ST. JULIAN, OF CILICIA, M.
From the panegyric of St. Chrysostom, t. 2, p.
671. Ed. Ben. Tiltem. t. 5, p. 573.
THIS saint was a Cilician, of a senatorian family
in Anazarbus, and a minister of the gospel. In the persecution of
Dioclesian he fell into the hands of a judge, who, by his brutal
behavior, resembled more a wild beast than a man. The president,
seeing his constancy proof against the sharpest torments, hoped to
overcome him by the long continuance of his martyrdom. He caused him
to be brought before his tribunal every day; sometimes he caressed
him, at other times threatened him with a thousand tortures. For a
whole year together he caused him to be dragged as a malefactor
through all the towns of Cilicia, imagining that this shame and
confusion might vanquish him: but it served only to increase the
martyr’s glory, and gave him an opportunity of encouraging in
the faith all the Christians of Cilicia by his example and
exhortations. He suffered every kind of torture. The bloody
executioners had torn his flesh, furrowed his sides, laid his bones
bare, and exposed his very bowels to view. Scourges, fire, and the
sword, were employed various ways to torment him with the utmost
cruelty. The judge saw that to torment him longer was laboring to
shake a rock, and was forced at length to own himself conquered by
condemning him to death: in which, however, he studied to surpass his
former cruelty. He was then at Ægea, a town on the sea-coast;
and he caused the martyr to be sewed up in a sack with scorpions,
serpents, and vipers, and so thrown into the sea. This was the Roman
punishment for parricides, the worst of malefactors, yet seldom
executed on them. Eusebius mentions, that St. Ulpian of Tyre suffered
a like martyrdom, being thrown into the sea in a leather sack,
together with a dog and an aspick. The sea gave back the body of our
holy martyr, which the faithful conveyed to Alexandria of Cilicia,
and afterwards to Antioch, where St. Chrysostom pronounced his
panegyric before his shrine. He eloquently sets forth how much these
sacred relics were honored; and affirms, that no devil could stand
their presence, and that men by them found a remedy for their bodily
distempers, and the cure of the evils of the soul.

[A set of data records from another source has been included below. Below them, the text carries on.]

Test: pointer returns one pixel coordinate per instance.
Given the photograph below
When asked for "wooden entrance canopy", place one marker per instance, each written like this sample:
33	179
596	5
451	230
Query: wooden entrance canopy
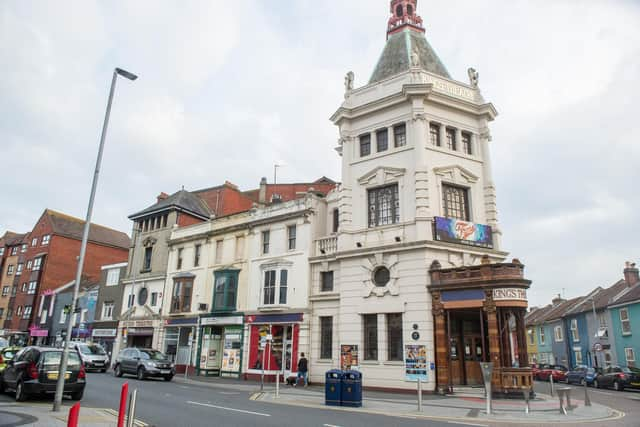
497	295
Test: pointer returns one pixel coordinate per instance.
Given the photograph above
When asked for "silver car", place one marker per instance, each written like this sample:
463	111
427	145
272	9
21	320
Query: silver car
93	356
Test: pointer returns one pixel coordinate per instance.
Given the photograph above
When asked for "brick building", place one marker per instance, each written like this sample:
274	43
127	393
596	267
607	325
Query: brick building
49	258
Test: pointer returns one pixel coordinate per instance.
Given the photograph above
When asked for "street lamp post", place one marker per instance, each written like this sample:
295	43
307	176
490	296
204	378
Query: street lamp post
85	237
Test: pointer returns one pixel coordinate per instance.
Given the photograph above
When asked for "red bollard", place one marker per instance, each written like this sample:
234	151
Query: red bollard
74	414
123	404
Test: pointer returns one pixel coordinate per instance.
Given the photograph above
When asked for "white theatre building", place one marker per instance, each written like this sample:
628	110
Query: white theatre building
414	145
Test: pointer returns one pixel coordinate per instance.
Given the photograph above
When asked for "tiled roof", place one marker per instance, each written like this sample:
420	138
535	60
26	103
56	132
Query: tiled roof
396	56
68	226
182	199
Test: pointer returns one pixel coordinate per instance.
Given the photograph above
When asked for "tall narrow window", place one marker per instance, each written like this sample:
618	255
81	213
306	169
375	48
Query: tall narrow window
269	287
434	135
370	328
400	135
219	248
147	259
365	145
284	277
466	143
196	255
382	140
451	139
455	202
384	206
179	261
625	322
326	337
394	337
265	241
291	234
326	278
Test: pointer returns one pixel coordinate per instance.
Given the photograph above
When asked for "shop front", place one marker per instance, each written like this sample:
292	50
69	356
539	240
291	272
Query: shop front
273	345
220	345
179	339
479	317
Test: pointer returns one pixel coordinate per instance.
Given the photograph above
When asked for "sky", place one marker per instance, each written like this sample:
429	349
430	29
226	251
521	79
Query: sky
228	89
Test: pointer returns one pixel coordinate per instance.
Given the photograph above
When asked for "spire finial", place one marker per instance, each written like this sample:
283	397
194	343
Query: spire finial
404	16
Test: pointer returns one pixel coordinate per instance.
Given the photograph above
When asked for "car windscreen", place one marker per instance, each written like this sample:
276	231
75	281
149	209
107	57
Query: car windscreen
94	350
151	355
53	358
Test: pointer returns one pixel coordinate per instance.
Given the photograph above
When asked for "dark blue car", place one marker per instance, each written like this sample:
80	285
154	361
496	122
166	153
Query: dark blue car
582	374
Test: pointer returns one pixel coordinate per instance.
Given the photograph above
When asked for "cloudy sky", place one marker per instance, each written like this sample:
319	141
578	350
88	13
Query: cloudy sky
227	89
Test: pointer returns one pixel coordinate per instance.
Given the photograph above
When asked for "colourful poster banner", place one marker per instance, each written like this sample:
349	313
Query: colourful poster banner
467	233
349	357
415	362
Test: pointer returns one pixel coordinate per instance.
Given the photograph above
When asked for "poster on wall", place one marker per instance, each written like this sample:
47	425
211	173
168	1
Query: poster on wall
349	357
415	362
457	231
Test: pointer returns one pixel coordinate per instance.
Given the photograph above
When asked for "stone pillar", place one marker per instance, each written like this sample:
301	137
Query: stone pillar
441	344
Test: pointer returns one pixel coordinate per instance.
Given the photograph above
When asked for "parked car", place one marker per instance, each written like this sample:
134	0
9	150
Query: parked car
93	356
144	363
6	354
617	377
34	370
581	374
558	372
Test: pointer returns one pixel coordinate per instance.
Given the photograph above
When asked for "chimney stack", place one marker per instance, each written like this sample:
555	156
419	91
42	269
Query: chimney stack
262	196
631	275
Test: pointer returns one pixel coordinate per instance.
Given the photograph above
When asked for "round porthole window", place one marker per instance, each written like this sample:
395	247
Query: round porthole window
142	296
381	276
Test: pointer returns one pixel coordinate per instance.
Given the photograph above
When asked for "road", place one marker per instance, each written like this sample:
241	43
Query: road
173	404
627	401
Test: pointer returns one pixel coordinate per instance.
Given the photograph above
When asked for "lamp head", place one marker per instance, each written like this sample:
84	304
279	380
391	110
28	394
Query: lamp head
126	74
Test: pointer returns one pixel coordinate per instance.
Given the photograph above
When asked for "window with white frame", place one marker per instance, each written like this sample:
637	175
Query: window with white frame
578	352
630	356
107	310
559	336
625	322
275	287
113	277
575	335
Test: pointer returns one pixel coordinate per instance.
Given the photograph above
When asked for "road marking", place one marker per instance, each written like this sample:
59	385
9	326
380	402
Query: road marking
462	423
228	409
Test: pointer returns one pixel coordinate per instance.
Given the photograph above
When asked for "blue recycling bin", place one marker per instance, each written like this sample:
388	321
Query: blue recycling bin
333	387
351	388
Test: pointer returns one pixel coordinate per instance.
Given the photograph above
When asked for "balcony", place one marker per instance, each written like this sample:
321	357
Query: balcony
326	246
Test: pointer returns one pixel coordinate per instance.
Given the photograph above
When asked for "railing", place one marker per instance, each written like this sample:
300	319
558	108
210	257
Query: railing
326	245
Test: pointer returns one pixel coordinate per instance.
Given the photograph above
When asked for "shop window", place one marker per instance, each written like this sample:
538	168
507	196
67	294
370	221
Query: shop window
384	205
327	281
394	337
370	328
226	289
181	297
326	337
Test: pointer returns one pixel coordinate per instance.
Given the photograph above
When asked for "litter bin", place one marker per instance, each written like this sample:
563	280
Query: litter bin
352	388
332	387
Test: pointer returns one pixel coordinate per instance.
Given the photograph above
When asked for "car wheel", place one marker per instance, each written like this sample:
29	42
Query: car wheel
141	375
21	396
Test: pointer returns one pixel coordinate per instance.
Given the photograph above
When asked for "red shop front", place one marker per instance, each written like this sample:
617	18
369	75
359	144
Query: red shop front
273	344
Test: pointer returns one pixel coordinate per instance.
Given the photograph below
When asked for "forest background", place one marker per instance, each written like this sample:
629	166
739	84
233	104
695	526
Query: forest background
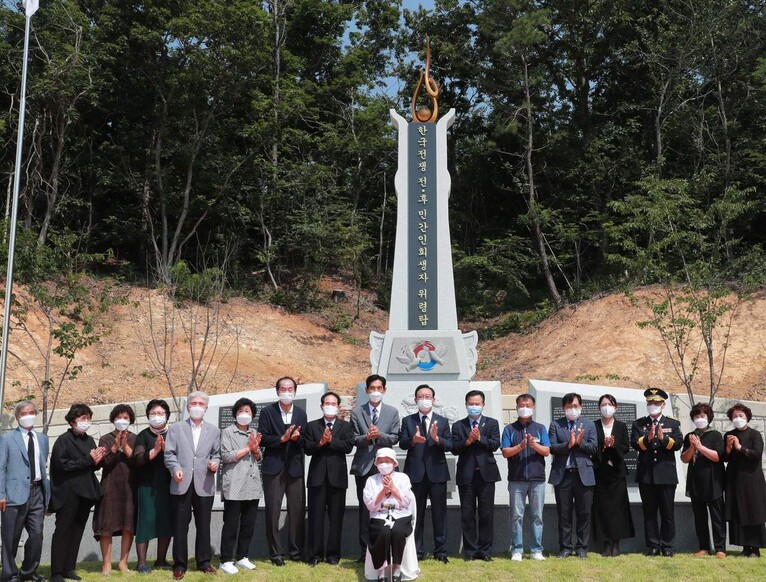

The martyrs lost with joy their worldly honors,
dignity, estates, friends, liberty, and lives, rather than forfeit
for one moment their fidelity to God. They courageously bade defiance
to pleasures and torments, to prosperity and adversity, to life and
death, saying, with the apostle: Who shall separate us from the
love of Jesus Christ? Crowns, sceptres, worldly riches, and
pleasures, you have no charms which shall ever tempt me to depart in
the least tittle from the allegiance which I owe to God. Alarming
fears of the most dreadful evils, prisons, racks, fire, and death, in
every shape of cruelty, you shall never shake my constancy. Nothing
shall ever separate me from the love of Christ. This must be the
sincere disposition of every Christian. Lying protestations of
fidelity to God cost us nothing: but he sounds the heart. Is our
constancy such as to bear evidence to our sincerity, that rather than
to fail in the least duty to God, we are ready to resist to blood?
and that we are always upon our guard to keep our ears shut to the
voices of those syrens which never cease to lav snares to our senses?